Jujur, aku tak pernah menyangka, jika Sarah yang dulu kukenal sebagai seorang wanita yang pendiam dan baik hati, kini berbuat semacam ini, menjadi seorang pelakkor, dan lagi kurasa ini ada hubungannya erat dengan Mas Doddy.
"Haduh, aku nggak nyangka banget deh, jika kamu bakal segila ini, Sar. Laki orang kamu embat juga, hanya demi uang. Kamu pernah bayangin nggak, gimana jika kamu ada di posisi istrinya?! Sakit nggak tuh digituin? Gila kamu, Sar, hahaha," ucap Lisa sambil tertawa.

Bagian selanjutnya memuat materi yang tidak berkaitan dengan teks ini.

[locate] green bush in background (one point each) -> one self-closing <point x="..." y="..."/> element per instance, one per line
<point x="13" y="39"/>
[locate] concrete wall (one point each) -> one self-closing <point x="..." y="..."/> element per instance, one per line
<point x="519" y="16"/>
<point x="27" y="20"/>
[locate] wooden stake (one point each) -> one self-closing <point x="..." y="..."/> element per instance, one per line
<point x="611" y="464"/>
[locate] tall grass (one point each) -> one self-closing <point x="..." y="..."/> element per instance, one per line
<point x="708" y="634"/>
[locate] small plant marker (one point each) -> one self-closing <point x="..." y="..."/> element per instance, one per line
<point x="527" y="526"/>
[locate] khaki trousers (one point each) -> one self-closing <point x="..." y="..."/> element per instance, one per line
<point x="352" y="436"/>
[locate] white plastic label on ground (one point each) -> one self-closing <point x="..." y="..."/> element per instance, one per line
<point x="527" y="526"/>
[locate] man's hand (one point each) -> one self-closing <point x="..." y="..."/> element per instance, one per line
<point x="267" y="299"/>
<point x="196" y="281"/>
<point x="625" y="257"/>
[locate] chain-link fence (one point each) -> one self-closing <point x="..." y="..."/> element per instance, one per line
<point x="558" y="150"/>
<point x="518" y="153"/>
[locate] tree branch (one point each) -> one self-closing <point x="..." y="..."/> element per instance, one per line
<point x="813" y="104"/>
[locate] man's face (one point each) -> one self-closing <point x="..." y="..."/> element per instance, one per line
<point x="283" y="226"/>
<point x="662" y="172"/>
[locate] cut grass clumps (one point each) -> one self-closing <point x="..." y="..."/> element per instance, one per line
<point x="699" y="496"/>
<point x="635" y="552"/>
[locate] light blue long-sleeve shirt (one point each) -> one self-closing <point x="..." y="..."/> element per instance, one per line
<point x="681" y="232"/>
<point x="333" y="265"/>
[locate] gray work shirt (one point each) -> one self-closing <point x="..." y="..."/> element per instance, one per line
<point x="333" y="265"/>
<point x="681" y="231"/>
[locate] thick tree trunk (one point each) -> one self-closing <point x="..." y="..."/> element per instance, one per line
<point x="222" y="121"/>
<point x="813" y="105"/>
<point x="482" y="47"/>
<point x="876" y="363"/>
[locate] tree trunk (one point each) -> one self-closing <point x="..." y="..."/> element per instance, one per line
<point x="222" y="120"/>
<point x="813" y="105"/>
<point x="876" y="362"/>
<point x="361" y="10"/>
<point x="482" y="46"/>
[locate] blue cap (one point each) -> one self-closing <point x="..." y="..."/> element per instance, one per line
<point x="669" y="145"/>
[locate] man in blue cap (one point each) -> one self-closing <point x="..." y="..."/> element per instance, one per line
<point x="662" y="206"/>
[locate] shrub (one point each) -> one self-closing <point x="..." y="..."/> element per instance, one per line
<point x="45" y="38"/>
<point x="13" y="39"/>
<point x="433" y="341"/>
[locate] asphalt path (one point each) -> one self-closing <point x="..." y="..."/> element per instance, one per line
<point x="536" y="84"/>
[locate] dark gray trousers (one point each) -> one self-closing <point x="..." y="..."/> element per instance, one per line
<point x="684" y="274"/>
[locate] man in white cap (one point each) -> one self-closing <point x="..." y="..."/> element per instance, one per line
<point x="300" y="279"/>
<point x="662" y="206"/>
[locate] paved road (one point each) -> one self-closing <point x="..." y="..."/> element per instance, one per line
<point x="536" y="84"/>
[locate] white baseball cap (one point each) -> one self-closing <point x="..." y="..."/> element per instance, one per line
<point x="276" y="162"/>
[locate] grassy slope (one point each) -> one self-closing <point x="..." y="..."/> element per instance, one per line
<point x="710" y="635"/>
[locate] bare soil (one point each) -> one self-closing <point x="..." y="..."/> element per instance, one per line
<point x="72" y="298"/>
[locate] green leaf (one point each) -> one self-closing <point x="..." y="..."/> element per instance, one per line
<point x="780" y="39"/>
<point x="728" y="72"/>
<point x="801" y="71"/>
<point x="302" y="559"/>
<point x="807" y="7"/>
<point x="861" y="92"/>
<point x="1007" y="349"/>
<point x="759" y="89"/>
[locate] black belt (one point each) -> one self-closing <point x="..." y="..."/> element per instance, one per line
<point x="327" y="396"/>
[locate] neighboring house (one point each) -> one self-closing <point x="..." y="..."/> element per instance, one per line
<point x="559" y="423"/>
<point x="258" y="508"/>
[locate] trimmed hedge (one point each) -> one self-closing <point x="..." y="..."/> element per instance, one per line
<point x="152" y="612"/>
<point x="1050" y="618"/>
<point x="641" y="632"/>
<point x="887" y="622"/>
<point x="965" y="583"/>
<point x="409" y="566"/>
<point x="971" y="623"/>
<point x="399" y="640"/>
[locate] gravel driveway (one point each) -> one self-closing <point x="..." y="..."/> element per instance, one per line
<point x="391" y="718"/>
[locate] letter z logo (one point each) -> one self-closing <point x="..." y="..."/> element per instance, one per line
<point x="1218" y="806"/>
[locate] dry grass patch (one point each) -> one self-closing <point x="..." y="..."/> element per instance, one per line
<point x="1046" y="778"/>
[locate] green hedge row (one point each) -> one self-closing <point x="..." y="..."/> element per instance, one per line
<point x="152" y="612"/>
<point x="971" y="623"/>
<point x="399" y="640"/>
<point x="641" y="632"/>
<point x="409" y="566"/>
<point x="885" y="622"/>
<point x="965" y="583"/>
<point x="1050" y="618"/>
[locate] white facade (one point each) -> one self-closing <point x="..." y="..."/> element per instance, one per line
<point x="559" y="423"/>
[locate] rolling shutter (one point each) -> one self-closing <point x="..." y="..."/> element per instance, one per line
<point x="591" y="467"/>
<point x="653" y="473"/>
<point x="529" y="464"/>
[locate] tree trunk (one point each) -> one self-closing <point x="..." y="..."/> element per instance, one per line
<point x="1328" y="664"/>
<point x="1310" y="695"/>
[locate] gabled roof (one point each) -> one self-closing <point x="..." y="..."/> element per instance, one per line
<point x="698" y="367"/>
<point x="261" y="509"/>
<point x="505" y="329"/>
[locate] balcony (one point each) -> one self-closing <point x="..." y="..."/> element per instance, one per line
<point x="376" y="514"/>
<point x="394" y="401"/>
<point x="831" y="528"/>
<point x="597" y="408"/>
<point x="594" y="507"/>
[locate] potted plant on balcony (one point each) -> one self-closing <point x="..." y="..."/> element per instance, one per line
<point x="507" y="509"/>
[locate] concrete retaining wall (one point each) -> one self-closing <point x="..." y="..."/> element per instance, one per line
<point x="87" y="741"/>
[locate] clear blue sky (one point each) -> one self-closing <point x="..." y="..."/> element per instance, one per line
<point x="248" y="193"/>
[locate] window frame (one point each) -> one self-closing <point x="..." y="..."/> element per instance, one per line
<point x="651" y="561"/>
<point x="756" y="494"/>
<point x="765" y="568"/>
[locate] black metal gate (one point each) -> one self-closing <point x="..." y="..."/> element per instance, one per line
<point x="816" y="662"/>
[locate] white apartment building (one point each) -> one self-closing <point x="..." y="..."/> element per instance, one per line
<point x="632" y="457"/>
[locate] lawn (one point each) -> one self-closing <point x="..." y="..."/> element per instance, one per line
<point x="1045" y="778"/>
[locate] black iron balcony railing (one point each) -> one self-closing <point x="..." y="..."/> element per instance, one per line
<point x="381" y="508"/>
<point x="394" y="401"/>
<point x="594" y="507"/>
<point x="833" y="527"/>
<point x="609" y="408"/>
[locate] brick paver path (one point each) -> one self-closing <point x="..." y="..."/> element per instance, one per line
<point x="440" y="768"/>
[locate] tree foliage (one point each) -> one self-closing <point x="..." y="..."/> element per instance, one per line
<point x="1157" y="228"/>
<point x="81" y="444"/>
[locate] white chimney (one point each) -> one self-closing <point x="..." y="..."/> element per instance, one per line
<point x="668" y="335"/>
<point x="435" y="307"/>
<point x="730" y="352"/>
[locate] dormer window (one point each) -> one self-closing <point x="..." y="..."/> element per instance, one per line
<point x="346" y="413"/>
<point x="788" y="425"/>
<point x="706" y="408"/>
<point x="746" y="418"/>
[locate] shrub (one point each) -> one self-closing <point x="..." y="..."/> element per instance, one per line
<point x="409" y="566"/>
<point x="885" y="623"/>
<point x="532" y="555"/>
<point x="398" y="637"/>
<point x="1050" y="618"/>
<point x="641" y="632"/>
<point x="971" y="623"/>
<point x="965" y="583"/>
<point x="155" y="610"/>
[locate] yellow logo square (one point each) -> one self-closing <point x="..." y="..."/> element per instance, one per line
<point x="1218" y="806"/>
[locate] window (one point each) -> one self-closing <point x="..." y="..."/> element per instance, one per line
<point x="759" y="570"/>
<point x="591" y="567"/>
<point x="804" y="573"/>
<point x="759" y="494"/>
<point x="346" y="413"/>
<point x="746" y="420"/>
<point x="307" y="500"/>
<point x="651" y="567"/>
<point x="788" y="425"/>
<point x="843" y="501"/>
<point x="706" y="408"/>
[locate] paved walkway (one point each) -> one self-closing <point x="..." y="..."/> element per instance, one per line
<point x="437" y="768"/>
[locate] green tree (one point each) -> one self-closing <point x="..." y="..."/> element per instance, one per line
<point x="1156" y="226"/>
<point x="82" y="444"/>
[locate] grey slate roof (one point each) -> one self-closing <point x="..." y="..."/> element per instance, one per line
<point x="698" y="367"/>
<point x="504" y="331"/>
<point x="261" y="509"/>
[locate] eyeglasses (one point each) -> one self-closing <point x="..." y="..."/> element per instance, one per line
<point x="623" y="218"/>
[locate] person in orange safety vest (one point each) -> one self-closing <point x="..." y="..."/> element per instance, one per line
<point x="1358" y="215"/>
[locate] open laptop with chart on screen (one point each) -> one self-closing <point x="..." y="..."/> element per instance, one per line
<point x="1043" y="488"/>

Tentu dalam hati, aku juga ingin berucap seperti itu pada Sarah, bahkan mungkin lebih, namun aku masih orangnya kadang lebih suka memendam, beda dengan Lisa yang blak-blakan.
"Lisa Sayang...jaman seperti sekarang ini, jika kita nggak ikut gila, ya ngenes. Sebenarnya ada dikit sih, rasa bersalah pada istrinya, tapi hal itu segera kuhempasa jauh.-jauh!" ucap Sarah lagi sambil tersenyum dan melirikku.
Setelah tersenyum sambil menunjukkan gigi putihnya, kini Sarah pun kembali bercerita, "gini aku mikirnya, jika aku tak berbuat senekat dan segila ini, maka kapan aku bisa merasakan hidup enak dan mewah seperti kalian? Buktinya, selama dua puluh tiga tahun yang lalu aku hidup jujur, nggak membuat hidupku enak kok, yang ada makin sengsara aja, hahaha.
Secara ya, aku dan kalian berdua kan beda. Kalian dari lahir sudah jadi orang kaya, jadi tak mungkin tahu bagaimana rasanya nggak bisa makan, bagaimana rasanya menderita, dan bagaimana rasanya menginginkan sesuatu, tapi tak pernah bisa tercapai.
Lah aku, sejak lahir sudah miskin, makan sehari sekali aja uda bagus, ditambah kemudian orangtuaku meninggal, makin sengasara aja hidupku, yang harus merawat dua adik, dalam hidup miskin itu.
Jadi, ya sekarang jangan salahkan aku dong, jika aku melakukan cara yang instant ini, demi mendapatkan kekayaan. Salah istrinya juga sih, kurang perhatian sama suami ganteng dan kaya macam gitu, hehehe.
Mangkanya, untuk kalian berdua, kuingetin, harus baik-baik sama suami, kalau bisa sih, cepet punya anak. Karena pelakor masa kini itu, makin terdepan, hahaha," ucap Sarah disertai gelak tawa.
Aku dan Lisa pun, hanya bisa ikut tertawa namun dalam hati, tentu kami sangat tak setuju dengan ucapan Sarah itu.
"Aku jadi penasaran banget deh sama suamimu itu, Sar. Kayak gimana sih wajahnya, yang katamu ganteng banget itu," tanyaku.
Semoga saja dia mau menunjukkan bagaimana wajah suaminya, hingga aku tak perlu lagi bertanya-tanya dalam hati.
"Saamaan ih...pingin lihat deh, habisnya gemes banget dengar cerita kamu, hehehe. Pasti kamu punya fotonya 'kan?" timpal Lisa.